This code does not compile:
auto f = std::bind_front([] (std::unique_ptr<int>) { return make_ready_future<>(); }, std::make_unique<int>(0));
(void)make_ready_future<>().then(std::move(f));
because then(std::move(f)) tries to call f(), and the expression f() is ill-formed; it tries to copy unique_ptr from the bind_front object into the lambda parameter, but unique_ptr does not have a copy constructor.
Instead, then should preserve the value category of the passed-in function object when calling it. In our example, it should do the equivalent of std::move(f)() (note: std::move(f)() causes the unique_ptr to be moved).
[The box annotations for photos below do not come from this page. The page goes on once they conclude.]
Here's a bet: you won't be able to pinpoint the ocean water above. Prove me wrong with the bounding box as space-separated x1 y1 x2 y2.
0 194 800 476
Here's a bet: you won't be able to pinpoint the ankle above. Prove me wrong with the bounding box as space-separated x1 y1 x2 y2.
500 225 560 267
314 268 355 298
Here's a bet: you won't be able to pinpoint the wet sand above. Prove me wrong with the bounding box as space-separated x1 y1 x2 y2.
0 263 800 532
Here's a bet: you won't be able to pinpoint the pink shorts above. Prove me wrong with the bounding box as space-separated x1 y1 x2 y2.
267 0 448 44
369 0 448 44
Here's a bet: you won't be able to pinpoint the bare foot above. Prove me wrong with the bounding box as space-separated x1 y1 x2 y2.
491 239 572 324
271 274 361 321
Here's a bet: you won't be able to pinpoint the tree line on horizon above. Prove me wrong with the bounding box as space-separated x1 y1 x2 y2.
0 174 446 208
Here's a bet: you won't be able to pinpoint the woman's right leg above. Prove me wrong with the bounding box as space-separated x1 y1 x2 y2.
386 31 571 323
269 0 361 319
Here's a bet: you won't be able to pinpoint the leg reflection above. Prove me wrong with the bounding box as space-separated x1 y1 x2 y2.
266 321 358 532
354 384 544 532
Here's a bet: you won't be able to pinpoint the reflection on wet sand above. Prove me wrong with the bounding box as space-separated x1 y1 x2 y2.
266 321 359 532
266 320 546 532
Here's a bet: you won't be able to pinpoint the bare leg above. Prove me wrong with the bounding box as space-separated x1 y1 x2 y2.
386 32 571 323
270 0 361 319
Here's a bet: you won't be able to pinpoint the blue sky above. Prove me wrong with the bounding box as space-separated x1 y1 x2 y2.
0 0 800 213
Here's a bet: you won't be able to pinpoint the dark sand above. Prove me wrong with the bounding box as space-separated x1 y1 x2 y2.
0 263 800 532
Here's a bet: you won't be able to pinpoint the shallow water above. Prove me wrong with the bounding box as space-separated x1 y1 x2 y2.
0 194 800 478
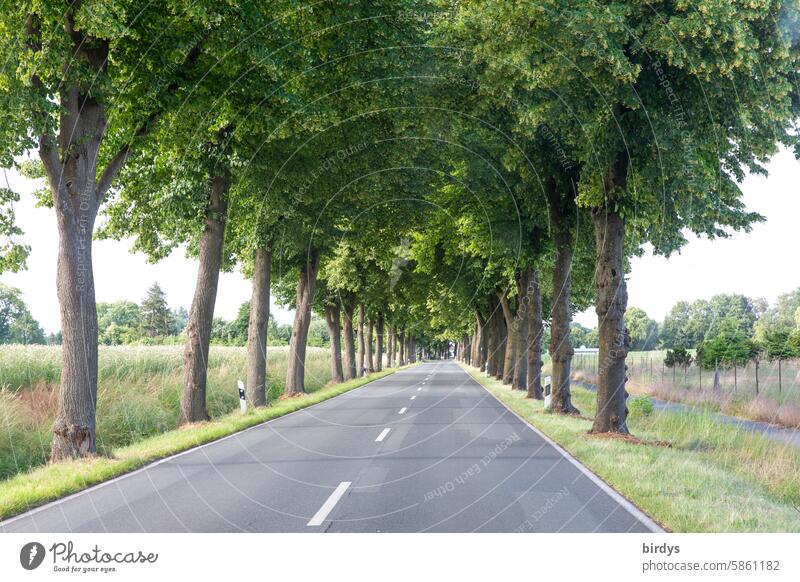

"preserve the value category" means future::then should behave differently depending on the value category of its parameter (i.e. also remember if it was passed an ordinary reference). I think that's too much complication for an already complicated interface, also one that is being discouraged in most places in favor of coroutines.
I agree your example should compile. I think we can unconditionally call Func::operator()() &&. The func object is owned by future::then, and won't be used again, so it's fine to std::move() it before calling its operator()().
@avikivity
"preserve the value category" means future::then should behave differently depending on the value category of its parameter (i.e. also remember if it was passed an ordinary reference). I think that's too much complication for an already complicated interface (...).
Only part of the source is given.